Adoption of HPC by SMEs has a costly initial hurdle to overcome. There is a ‘dark demand’ for HPC within the SME community. That is, many SMEs could benefit from the use of HPC, but don’t understand the potential of HPC or do not have the skills to leverage it.

KEY FACTORS OF SUCCESS

The provision of HPC skills and capabilities, aligned with vertical expertise within geographical regions can bring the benefits that HPC delivers to a wider SME audience.

Application development is a European strength. However, unless these applications respond to the needs of knowledge production from Big Data and unless they integrate features available in the latest HPC systems, we will fall behind our international competitors.

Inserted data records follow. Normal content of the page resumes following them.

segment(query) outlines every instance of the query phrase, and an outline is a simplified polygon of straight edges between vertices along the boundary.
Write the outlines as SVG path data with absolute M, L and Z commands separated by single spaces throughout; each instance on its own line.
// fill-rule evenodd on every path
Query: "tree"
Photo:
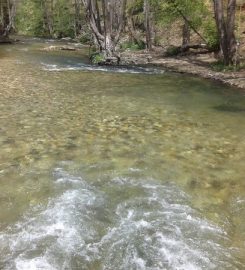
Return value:
M 213 3 L 222 58 L 225 65 L 233 65 L 236 62 L 237 46 L 235 38 L 236 0 L 227 1 L 226 14 L 222 0 L 213 0 Z
M 0 36 L 7 37 L 14 27 L 15 0 L 0 1 Z
M 106 57 L 115 56 L 123 30 L 126 0 L 83 0 L 94 39 Z

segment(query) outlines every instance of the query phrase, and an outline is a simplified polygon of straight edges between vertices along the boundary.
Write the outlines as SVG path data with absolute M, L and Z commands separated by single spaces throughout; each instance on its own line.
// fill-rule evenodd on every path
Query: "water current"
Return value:
M 245 269 L 245 95 L 88 49 L 0 47 L 0 269 Z

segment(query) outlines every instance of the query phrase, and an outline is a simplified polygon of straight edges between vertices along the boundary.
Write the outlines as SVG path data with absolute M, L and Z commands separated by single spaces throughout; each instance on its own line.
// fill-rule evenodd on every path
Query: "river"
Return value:
M 244 93 L 51 45 L 0 47 L 0 269 L 245 269 Z

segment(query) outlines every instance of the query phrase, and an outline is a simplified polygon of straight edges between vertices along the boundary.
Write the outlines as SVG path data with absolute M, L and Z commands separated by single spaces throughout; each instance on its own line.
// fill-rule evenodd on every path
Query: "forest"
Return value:
M 1 0 L 0 34 L 76 39 L 93 44 L 97 61 L 122 49 L 168 55 L 215 52 L 224 65 L 243 56 L 243 0 Z
M 0 269 L 245 269 L 245 0 L 0 0 Z

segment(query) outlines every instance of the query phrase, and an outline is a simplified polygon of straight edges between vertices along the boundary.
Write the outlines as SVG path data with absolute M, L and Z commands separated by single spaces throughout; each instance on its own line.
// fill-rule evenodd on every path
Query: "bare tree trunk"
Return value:
M 190 44 L 190 27 L 187 21 L 184 22 L 183 30 L 182 30 L 182 46 L 185 47 Z
M 236 38 L 235 38 L 235 14 L 236 0 L 228 0 L 226 19 L 224 4 L 221 0 L 213 0 L 216 26 L 219 34 L 220 49 L 225 65 L 235 63 Z
M 126 0 L 83 0 L 87 20 L 105 57 L 115 56 L 124 25 Z
M 150 14 L 149 0 L 144 0 L 144 14 L 145 14 L 146 46 L 148 50 L 152 50 L 152 20 Z

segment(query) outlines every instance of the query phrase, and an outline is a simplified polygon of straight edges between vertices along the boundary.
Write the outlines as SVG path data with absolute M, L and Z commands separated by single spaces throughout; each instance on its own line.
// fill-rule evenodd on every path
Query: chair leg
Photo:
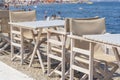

The range of native European HPC components, systems, software and services available needs to be expanded through the use of Pre-Commercial Procurement and a strong R&D program for HPC. An ambitious industrial strategy by the ETP4HPC platform should guide R&D efforts.

RECOMMENDATIONS

These three recommendations are part of a holistic plan to increase demand for HPC, provide better support for SMEs, and increase the capability of the European HPC supply industry.

1. Promote European and national/regional support for the many thousands of SMEs that can profitably leverage HPC in market segments such as banking, manufacturing and life sciences, including the ability to go local in the provision of expertise to SMEs in order to close the skills gap.

Page 5: 13. HPC and Big Data Report Final

Version 0.1, 26 September 2012, John Barr

HPC and Big Data Report

2. A program of application modernisation for compute and data intensive simulations in traditional market segments such as engineering, as well as emerging areas that process Big Data. This will ensure that applications can leverage the best of new technologies in order to remain competitive.

3. The next generation of HPC combines Big Compute and Big Data. It will deliver Exascale performance in supercomputers, Petascale performance at a departmental level, and a Terascale capability in your pocket. The industry can be invigorated through the use of PCP and a fully-fledged R&D program for HPC.